What to Do with HSA When Changing Insurance?

When changing insurance plans, you may wonder what to do with your Health Savings Account (HSA). An HSA is a valuable tool for managing healthcare costs, and there are several options to consider to ensure you make the most of it during a transition. Here are some steps to take:

  1. Assess Your Situation: Evaluate your current HSA balance, contributions, and future healthcare needs.
  2. Coordinate with New Insurance: Determine if your new insurance plan is HSA-eligible and how it aligns with your HSA.
  3. Roll Over Funds: If allowed, consider rolling over your HSA funds to the new provider to continue using them for healthcare expenses.
  4. Close or Keep the Account: Decide whether to close your current HSA account or keep it open for future use.
  5. Update Contribution Limits: Adjust your HSA contributions based on any changes in your insurance coverage.
  6. Stay Informed: Familiarize yourself with the rules and regulations pertaining to HSAs to make informed decisions.

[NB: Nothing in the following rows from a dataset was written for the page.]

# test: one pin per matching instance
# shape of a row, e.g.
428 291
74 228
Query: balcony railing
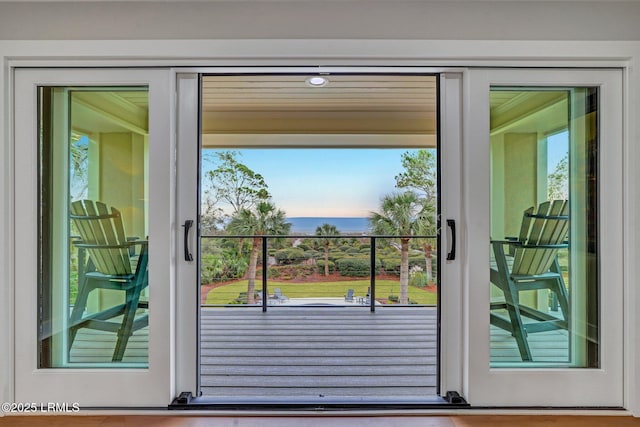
349 270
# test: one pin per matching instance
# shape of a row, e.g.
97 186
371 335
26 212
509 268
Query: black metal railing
373 241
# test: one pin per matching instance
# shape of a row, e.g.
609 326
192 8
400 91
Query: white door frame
126 387
450 127
557 387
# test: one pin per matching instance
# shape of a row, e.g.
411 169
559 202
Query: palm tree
403 215
328 231
263 219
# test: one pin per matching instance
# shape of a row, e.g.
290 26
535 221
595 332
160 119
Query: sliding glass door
93 261
319 198
546 275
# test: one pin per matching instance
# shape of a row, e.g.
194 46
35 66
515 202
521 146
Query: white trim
187 273
452 366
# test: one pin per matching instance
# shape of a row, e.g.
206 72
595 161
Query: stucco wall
334 19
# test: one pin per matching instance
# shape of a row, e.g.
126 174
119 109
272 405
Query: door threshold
319 403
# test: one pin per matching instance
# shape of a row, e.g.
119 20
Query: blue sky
557 148
310 182
326 182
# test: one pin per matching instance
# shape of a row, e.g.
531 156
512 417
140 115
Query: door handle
187 253
451 255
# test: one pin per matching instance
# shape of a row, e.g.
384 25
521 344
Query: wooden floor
319 352
329 420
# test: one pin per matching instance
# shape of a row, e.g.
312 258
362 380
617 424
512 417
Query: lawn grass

By following these steps, you can effectively manage your HSA when switching insurance plans and maximize its benefits for your healthcare needs.


Changing insurance plans can feel like a daunting task, especially when it comes to your Health Savings Account (HSA). However, making informed decisions is key to maximizing your HSA benefits. Start by assessing your current financial situation—what’s your HSA balance? Have you met your minimum contribution requirement? Next, check if your new insurance will allow you to continue enjoying HSA benefits.